Some people are more sensitive to weather than others. So you may feel more stiff and achy in the cold more than your neighbor. That doesn’t either of you is wrong, it just means that we don’t perceive things the same.
A 2014 study of people with osteoarthritis (OA) published in BMC Musculoskeletal Disorders asked participants if and how weather influenced their pain. Of the 712 people who answered the survey, 469 (67%) said they were weather sensitive. It turns out that weather-sensitive people with OA experience more joint pain overall than their non-weather-sensitive counterparts.
A 2011 article published in European Journal of Pain found similar results in people with rheumatoid arthritis (RA). The researchers looked at nine previously published studies of people with RA and concluded “pain in some individuals is more affected by the weather than in others, and that patients react in different ways to the weather.”
If you combine results of the various studies, the general consensus is that cold, wet weather is the worst for inciting arthritis pain. Terence Starz, MD, rheumatologist at University of Pennsylvania Medical Center in Pittsburgh, may have summed it up best with this quip he shared from one of his patients, “The frost is on the pumpkin and the pain is back in my joints.”
Changes in barometric pressure – a measure that refers to the weight of the air – seem to be more important for pain levels than the actual barometric pressure. Meaning that either a cold front or warm front coming in can ramp up the ache in your fingers. But once the weather has settled in, your pain will even out.
A 2015 study of 810 people with OA published in Journal of Rheumatology found significant links between humidity, temperature and joint pain. The effect of humidity on pain was stronger when the weather was colder. In essence, they found that wet, winter days are no fun.

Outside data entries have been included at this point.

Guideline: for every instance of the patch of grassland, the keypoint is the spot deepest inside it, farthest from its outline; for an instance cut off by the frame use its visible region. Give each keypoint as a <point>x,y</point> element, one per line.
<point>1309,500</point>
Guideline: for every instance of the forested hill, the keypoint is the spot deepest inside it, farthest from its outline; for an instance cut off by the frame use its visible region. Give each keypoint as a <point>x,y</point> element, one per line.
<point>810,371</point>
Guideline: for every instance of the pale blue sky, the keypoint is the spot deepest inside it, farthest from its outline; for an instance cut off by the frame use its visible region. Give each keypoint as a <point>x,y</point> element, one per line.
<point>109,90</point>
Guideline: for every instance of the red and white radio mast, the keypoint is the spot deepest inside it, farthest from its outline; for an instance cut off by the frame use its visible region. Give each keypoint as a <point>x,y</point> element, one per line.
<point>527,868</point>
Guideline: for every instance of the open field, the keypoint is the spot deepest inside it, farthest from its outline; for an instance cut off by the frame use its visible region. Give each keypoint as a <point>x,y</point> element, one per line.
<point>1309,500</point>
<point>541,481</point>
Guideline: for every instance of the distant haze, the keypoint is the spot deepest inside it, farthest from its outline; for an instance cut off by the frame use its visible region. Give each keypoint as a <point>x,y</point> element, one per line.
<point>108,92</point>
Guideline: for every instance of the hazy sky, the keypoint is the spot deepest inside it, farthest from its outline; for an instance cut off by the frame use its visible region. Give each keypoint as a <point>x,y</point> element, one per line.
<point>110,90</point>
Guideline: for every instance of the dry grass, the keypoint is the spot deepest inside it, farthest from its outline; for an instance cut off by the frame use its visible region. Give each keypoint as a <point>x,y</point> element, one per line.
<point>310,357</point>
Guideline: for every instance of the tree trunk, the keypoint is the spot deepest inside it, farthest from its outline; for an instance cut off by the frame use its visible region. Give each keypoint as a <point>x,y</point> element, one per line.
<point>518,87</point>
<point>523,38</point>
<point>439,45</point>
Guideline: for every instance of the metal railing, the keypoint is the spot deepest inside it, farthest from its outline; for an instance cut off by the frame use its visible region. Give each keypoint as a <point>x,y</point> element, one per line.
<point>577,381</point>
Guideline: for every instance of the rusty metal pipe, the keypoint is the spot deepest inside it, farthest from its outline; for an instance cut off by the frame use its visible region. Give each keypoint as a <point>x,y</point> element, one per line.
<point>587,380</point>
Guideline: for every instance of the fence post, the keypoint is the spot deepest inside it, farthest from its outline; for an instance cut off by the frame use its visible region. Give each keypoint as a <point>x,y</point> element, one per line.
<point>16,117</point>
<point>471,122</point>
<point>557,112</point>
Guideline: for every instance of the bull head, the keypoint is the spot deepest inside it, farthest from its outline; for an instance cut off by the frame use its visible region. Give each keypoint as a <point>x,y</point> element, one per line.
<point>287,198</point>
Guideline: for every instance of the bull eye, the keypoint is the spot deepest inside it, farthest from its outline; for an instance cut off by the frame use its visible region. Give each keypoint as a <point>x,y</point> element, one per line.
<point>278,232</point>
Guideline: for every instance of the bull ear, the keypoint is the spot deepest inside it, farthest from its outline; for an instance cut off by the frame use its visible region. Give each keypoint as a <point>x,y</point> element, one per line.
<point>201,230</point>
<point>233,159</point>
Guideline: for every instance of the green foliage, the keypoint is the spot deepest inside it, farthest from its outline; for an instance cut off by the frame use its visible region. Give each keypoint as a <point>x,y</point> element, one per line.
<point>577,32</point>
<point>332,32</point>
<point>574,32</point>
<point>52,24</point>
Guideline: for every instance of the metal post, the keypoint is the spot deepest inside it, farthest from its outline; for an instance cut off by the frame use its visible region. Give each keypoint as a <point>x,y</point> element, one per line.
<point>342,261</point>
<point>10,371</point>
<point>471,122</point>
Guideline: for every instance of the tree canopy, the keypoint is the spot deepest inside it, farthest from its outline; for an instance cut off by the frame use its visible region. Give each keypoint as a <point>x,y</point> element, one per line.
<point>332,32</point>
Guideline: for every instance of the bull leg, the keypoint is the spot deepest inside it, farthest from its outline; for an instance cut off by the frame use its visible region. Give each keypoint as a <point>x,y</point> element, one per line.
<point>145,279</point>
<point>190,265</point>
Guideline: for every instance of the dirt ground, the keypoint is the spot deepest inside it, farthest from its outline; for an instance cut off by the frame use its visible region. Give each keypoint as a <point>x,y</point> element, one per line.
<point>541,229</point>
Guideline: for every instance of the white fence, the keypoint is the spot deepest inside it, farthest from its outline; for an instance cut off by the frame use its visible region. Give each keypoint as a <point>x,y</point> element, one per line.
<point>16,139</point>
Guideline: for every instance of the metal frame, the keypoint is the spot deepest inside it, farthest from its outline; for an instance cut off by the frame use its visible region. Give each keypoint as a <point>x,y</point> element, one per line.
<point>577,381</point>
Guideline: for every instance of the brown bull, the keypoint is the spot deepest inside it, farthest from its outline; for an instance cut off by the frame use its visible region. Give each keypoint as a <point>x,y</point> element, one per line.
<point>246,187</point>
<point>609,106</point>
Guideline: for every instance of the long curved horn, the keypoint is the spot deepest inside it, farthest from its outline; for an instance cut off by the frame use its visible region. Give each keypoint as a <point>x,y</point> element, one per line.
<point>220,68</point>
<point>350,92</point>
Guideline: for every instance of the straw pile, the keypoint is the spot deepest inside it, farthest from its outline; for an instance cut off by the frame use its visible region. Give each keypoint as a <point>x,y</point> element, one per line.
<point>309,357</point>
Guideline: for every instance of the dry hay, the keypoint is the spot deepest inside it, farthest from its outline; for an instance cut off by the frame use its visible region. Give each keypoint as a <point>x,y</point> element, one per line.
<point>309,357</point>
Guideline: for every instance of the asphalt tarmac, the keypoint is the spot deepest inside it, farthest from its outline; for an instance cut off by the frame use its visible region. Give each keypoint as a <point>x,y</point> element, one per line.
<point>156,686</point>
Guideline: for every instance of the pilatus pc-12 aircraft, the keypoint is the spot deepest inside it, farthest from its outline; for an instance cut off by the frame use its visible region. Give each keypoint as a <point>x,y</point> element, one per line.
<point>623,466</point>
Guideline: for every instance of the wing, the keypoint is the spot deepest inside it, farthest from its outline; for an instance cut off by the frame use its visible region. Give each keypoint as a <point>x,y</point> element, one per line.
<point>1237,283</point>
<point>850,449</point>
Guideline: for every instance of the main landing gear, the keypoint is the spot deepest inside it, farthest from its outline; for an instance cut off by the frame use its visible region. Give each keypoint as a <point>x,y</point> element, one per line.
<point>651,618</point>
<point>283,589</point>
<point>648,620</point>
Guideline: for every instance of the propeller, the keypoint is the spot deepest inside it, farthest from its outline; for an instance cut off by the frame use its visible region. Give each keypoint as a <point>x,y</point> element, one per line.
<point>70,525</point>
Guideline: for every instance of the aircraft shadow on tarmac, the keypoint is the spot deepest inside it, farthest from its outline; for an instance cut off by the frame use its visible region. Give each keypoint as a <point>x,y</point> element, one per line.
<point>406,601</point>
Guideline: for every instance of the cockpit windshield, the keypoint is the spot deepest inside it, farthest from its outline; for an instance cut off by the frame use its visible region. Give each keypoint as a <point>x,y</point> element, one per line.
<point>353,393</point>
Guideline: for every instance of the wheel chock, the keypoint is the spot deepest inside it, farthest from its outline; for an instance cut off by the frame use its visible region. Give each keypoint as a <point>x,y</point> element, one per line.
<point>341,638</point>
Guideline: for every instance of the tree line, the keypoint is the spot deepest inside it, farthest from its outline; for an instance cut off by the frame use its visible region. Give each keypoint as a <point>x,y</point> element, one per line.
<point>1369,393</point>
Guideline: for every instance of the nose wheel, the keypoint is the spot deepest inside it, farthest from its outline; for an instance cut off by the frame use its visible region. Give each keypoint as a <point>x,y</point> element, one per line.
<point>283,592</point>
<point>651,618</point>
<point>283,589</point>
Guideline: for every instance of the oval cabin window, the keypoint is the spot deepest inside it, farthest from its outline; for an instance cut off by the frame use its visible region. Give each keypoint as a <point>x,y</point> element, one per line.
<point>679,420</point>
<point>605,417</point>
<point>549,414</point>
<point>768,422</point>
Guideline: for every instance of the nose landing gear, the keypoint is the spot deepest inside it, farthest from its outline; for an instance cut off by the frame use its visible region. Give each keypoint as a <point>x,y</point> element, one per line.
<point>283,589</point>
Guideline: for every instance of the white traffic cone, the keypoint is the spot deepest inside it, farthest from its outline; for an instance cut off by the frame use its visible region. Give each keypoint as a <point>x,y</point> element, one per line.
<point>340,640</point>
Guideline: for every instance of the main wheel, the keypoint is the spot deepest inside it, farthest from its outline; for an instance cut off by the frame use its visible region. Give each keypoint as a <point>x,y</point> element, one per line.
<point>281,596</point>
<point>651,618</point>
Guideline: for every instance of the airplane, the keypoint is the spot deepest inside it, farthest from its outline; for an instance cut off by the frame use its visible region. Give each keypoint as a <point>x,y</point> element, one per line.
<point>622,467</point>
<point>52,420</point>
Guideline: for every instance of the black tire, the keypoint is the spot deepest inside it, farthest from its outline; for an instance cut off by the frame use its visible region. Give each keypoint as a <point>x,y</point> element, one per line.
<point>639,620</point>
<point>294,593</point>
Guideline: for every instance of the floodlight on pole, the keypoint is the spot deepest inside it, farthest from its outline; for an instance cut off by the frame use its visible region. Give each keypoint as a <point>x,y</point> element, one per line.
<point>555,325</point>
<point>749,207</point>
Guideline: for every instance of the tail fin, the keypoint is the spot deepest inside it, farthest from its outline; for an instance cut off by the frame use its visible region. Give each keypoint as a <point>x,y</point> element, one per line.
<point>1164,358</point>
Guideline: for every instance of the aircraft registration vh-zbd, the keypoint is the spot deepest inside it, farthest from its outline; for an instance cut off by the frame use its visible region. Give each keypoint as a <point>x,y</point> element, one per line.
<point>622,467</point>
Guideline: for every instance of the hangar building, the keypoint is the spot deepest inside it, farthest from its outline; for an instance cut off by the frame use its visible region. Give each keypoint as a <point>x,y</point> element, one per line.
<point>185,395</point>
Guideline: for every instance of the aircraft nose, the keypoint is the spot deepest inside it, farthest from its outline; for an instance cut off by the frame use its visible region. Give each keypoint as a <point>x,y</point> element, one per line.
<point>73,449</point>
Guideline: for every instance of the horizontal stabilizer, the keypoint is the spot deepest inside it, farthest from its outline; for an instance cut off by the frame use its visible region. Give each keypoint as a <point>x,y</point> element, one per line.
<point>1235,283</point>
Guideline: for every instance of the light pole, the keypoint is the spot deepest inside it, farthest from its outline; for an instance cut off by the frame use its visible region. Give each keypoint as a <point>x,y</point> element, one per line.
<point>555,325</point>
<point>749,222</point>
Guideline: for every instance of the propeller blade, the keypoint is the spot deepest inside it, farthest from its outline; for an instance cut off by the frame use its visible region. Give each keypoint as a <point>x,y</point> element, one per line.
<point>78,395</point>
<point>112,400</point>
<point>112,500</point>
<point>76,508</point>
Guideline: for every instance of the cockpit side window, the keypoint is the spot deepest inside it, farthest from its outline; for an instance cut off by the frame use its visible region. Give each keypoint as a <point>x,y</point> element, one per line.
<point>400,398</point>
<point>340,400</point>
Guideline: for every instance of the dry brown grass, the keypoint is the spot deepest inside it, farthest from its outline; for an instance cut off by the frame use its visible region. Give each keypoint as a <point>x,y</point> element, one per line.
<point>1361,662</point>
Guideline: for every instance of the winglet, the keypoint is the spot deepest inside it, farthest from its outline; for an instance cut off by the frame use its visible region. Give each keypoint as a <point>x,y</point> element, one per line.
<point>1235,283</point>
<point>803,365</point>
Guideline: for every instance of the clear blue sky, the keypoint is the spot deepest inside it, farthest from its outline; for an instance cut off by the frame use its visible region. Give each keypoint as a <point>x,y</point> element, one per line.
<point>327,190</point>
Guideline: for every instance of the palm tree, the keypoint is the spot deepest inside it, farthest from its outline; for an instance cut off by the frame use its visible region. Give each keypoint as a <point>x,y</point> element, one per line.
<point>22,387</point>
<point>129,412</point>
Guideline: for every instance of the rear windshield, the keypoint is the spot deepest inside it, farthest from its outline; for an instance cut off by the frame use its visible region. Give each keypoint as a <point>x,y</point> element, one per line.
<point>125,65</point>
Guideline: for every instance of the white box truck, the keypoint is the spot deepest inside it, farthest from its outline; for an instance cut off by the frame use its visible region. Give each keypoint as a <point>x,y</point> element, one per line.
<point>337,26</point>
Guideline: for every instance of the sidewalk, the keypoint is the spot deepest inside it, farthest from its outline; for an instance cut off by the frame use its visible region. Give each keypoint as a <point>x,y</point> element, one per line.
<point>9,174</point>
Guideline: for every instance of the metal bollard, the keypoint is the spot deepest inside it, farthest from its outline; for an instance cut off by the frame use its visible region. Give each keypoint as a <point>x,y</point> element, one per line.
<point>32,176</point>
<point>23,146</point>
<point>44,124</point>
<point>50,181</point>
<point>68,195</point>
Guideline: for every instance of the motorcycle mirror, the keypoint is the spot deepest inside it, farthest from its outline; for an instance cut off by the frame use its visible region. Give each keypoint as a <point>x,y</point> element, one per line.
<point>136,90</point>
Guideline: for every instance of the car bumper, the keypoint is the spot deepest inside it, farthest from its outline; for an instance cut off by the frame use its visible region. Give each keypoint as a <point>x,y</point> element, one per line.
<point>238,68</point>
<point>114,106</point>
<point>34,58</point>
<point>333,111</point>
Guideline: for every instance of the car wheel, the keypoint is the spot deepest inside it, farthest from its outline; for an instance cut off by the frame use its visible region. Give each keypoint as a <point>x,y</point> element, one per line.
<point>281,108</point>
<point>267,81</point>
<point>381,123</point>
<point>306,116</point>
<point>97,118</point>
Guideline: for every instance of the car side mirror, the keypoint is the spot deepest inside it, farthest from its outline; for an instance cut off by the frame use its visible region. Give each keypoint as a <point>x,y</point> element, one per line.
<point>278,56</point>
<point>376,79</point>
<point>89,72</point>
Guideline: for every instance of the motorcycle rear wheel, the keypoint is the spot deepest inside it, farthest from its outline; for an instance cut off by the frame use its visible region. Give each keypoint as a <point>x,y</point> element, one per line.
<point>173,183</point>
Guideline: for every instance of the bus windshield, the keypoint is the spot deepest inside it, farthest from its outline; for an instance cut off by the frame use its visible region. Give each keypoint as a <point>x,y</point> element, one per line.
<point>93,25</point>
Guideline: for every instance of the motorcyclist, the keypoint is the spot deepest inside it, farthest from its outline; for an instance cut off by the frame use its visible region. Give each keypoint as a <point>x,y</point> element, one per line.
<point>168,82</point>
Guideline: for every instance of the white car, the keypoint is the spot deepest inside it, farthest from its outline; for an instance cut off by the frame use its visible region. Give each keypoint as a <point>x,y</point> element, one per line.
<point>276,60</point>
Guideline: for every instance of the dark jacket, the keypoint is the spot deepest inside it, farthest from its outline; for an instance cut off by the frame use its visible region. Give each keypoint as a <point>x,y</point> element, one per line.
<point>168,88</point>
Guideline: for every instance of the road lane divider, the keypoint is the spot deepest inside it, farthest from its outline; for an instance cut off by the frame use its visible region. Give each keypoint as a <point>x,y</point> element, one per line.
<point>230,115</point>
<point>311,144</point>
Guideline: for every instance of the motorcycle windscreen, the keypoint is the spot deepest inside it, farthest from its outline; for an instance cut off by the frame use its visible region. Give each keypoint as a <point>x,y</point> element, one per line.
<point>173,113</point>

A 2015 study of 133 RA patients published in Rheumatology International found that their disease activity (swollen joints, pain) was lower when their days were sunny and dry.
Scientists don’t know for sure why changes in weather can make some people hurt, or why it affects some people more than others. But they do have a few theories.
Dr. Starz believes at least some of the increased pain comes from decreased activity. “We know that physical activity relieves arthritis pain. And when the weather is unpleasant, people tend to hole up inside. That inactivity can lead to more pain.”
Other scientists offer physical reasons behind the pain. Changes in barometric pressure can cause expansion and contraction of tendons, muscles, bones and scar tissues, resulting in pain in the tissues that are affected by arthritis. Low temperatures may also increase the thickness of joint fluids, making them stiffer and perhaps more sensitive to pain during movement.
Dr. Starz agrees, “The mind-body connection is strong. If warm sunny weather makes you feel better psychologically, you’ll probably feel better physically as well.”